In today’s economy, everyone is looking for ways to save on energy costs. Unfortunately, most people make two mistakes when focusing on saving energy.

The first mistake is not going after the low hanging fruit. No/low cost ways of saving energy include temperature setbacks on thermostats when buildings are not being occupied, keeping equipment properly maintained, eliminating building infiltration, reducing the use of lighting and appliances to only when needed, making sure plumbing systems do not leak, keeping fuel burning appliances properly tuned….on and on. When implemented, the energy savings can be single digit percentages of the overall utility costs.

The second mistake is having unrealistic expectations about making larger reductions in energy use. The best place to start is to account for the total energy costs (gas, water, electric, sewer, other) on a monthly and yearly basis. Then these costs should be analyzed to see which ones vary with weather, with occupancy/use, etc. After the low hanging fruit is addressed, additional savings means investing money. Having a payback period in mind and commitment by management helps too. An audit can then be performed identifying any areas for improvement, potential savings, and investments required.

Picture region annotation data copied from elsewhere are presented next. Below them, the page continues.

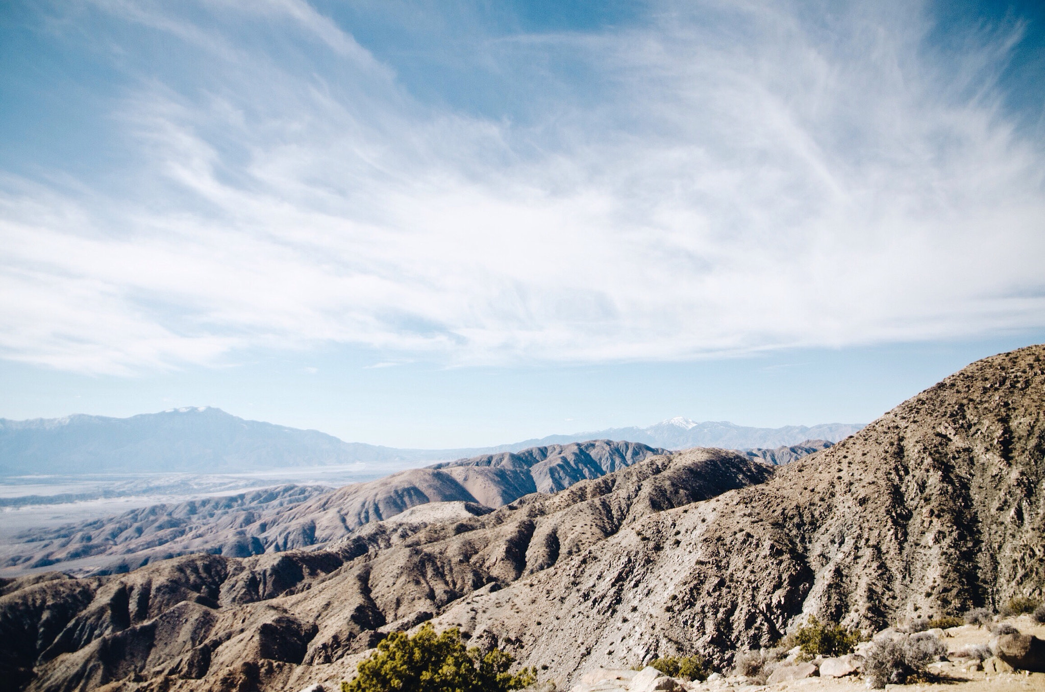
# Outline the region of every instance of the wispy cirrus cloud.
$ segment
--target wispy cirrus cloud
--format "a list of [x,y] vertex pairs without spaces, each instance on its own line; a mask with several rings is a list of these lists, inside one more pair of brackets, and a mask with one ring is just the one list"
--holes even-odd
[[208,70],[146,65],[114,103],[118,193],[3,181],[6,358],[601,362],[1045,326],[1045,161],[994,81],[1018,25],[960,55],[910,3],[469,34],[529,97],[491,117],[412,95],[304,2],[103,7]]

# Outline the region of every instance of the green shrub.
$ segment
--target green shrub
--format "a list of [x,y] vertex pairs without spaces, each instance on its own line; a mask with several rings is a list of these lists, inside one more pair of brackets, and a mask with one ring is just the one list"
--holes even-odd
[[965,621],[961,618],[956,618],[953,615],[942,615],[938,618],[933,618],[929,621],[929,629],[934,627],[948,629],[950,627],[959,627],[962,624],[965,624]]
[[1023,615],[1024,613],[1034,613],[1035,609],[1041,605],[1041,601],[1037,598],[1027,598],[1026,596],[1015,596],[1008,599],[1001,609],[1002,615]]
[[994,613],[986,610],[985,607],[974,607],[973,610],[966,613],[966,624],[967,625],[989,625],[994,622]]
[[929,634],[903,640],[879,642],[867,652],[863,664],[867,686],[905,685],[909,677],[924,675],[926,666],[947,653],[947,645]]
[[[653,659],[646,665],[656,668],[669,677],[704,681],[711,674],[711,669],[701,655],[669,655],[663,659]],[[642,667],[640,666],[640,668]]]
[[508,672],[514,659],[501,649],[486,655],[466,648],[455,627],[437,635],[431,623],[416,635],[392,633],[342,692],[508,692],[536,682],[532,668]]
[[788,639],[804,653],[831,657],[851,653],[860,643],[860,633],[829,622],[821,624],[816,618],[810,618],[809,624],[798,627]]

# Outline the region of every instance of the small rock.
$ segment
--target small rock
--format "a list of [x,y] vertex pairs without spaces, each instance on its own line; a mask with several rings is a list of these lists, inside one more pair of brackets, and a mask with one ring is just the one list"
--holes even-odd
[[991,641],[991,650],[1013,668],[1045,672],[1045,640],[1032,635],[1001,635]]
[[825,659],[820,663],[820,676],[821,677],[844,677],[845,675],[852,675],[863,668],[862,657],[854,655],[853,653],[846,653],[845,655],[840,655],[836,659]]
[[623,668],[599,668],[589,670],[581,675],[582,685],[595,685],[605,681],[626,681],[630,682],[638,674],[637,670],[625,670]]
[[902,631],[893,629],[892,627],[886,627],[882,631],[880,631],[877,635],[875,635],[874,637],[872,637],[870,641],[875,642],[875,643],[878,643],[878,642],[891,642],[892,640],[903,639],[903,638],[904,638],[904,634]]
[[983,671],[988,673],[1011,673],[1013,667],[996,655],[983,662]]
[[674,692],[680,686],[671,677],[668,677],[656,668],[646,666],[631,678],[628,689],[631,692]]
[[811,663],[798,663],[793,666],[781,666],[769,675],[769,685],[786,683],[793,679],[804,679],[816,674],[816,666]]

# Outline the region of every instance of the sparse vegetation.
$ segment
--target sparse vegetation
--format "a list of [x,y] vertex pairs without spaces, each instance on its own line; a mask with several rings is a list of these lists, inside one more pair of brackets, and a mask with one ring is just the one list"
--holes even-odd
[[[656,668],[669,677],[686,677],[696,681],[707,679],[707,675],[712,672],[702,655],[669,655],[663,659],[653,659],[646,665]],[[643,667],[640,666],[640,668]]]
[[781,658],[781,649],[740,651],[734,660],[733,674],[752,677],[759,684],[765,685]]
[[[810,655],[842,655],[860,643],[860,633],[830,622],[820,623],[815,617],[786,639],[791,646]],[[787,644],[785,644],[787,648]]]
[[466,648],[456,628],[436,634],[425,624],[413,637],[388,636],[358,675],[341,684],[342,692],[508,692],[537,681],[532,668],[509,673],[514,659],[501,649],[483,654]]
[[907,624],[906,627],[902,627],[902,630],[915,634],[925,631],[930,627],[932,627],[932,624],[930,624],[929,618],[914,618]]
[[980,627],[994,622],[994,613],[985,607],[974,607],[966,613],[967,625],[979,625]]
[[904,685],[914,675],[923,675],[926,666],[947,653],[947,646],[929,634],[887,640],[872,647],[864,662],[864,675],[872,688]]
[[1028,598],[1026,596],[1015,596],[1008,599],[1001,609],[1001,615],[1023,615],[1024,613],[1034,613],[1042,602],[1037,598]]
[[953,615],[942,615],[938,618],[933,618],[929,621],[928,629],[933,629],[939,627],[940,629],[948,629],[950,627],[959,627],[963,621],[961,618],[955,617]]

For example, if your yearly energy bills are $10,000 and you’d like to reduce that by 10% or $1,000. How much money are you willing to spend to get those savings? Let’s say its $3,000. So, you are expecting that your investment will payback in 3 years ($3000 divided by $1000). When the audit is performed, you need to focus on proven technologies that can provide you $1,000 savings with a $3,000 investment. No need to look at spending more money or investing in alternatives with longer paybacks since they would be outside your expectations. It would make sense to start with the utility that makes up for most of the $ 10,000 or the one that is known to be least efficient. Let’s say it’s electric at $ 5,000. So, now you need to make a $1,000 impact on $ 5,000 or a change in efficiency of 20% ($1000 divided by $5000). Now you can ask yourself, what technologies are available at $ 3,000 to save your electric by 20%.

You can scale this example up or down but the process is the same. Go for the low hanging fruit. Then start with the big picture of what you can spend to obtain greater savings. It will save you time, money, and effort in the end.